In conjunction with the announcement, she presents “It’s Every Season (Whole New Mess).”
Originally conceived as a double album, All Mirrors and Whole New Mess were distinct parts of a larger whole, twin stars that each expressed something bigger and bolder than Angel Olsen had ever made. Now, with Song of the Lark and Other Far Memories, these twin stars become a constellation with the full extent of the songs’ iterations: all the alternate takes, b-sides, remixes and reimaginings are here, together. Alongside, a 40-page book collection tells a similar story, not just through outtakes and unseen photos but through the smaller, evocative details: handwritten lyrics, a favorite necklace, a beaded chandelier. As if it could be more plainly stated (there’s nothing more), Angel adds one cover here: a loving, assertive rendition of Roxy Music’s “More Than This.”
“It’s Every Season (Whole New Mess)” was recorded during the All Mirrors session, and is an alternate version of “Whole New Mess.” It has an acoustic backbone, blooming with Angel’s singular voice. As it continues, the song erupts with drums, electric bass, and Nate Walcott’s brass arrangement.

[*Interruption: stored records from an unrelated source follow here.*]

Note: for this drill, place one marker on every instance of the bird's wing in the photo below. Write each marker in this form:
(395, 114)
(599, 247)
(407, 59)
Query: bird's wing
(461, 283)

Watch a video visualizer for “It’s Every Season (Whole New Mess)” by Angel Olsen on YouTube:
Released in 2019, All Mirrors is massive in scope and sound, tracing Angel’s ascent into the unknown, to a place of true self-acceptance, no matter how dark, or difficult, or seemingly lonely. All Mirrors is colossal, moving, dramatic in an Old Hollywood manner. Recorded before All Mirrors but released after, Whole New Mess is the bones and beginnings of the songs that would rewrite Angel’s story. This is Angel Olsen in her classic style: stark solo performances, echoes and open spaces, her voice both whispered and enormous. All Mirrors and Whole New Mess presented the two glorious extremes of an artist who, in these songs, became new by embracing herself entirely.
In first speaking about Song of the Lark and Other Far Memories, Angel said, “It feels like part of my writing has come back from the past, and another part of it was waiting to exist.”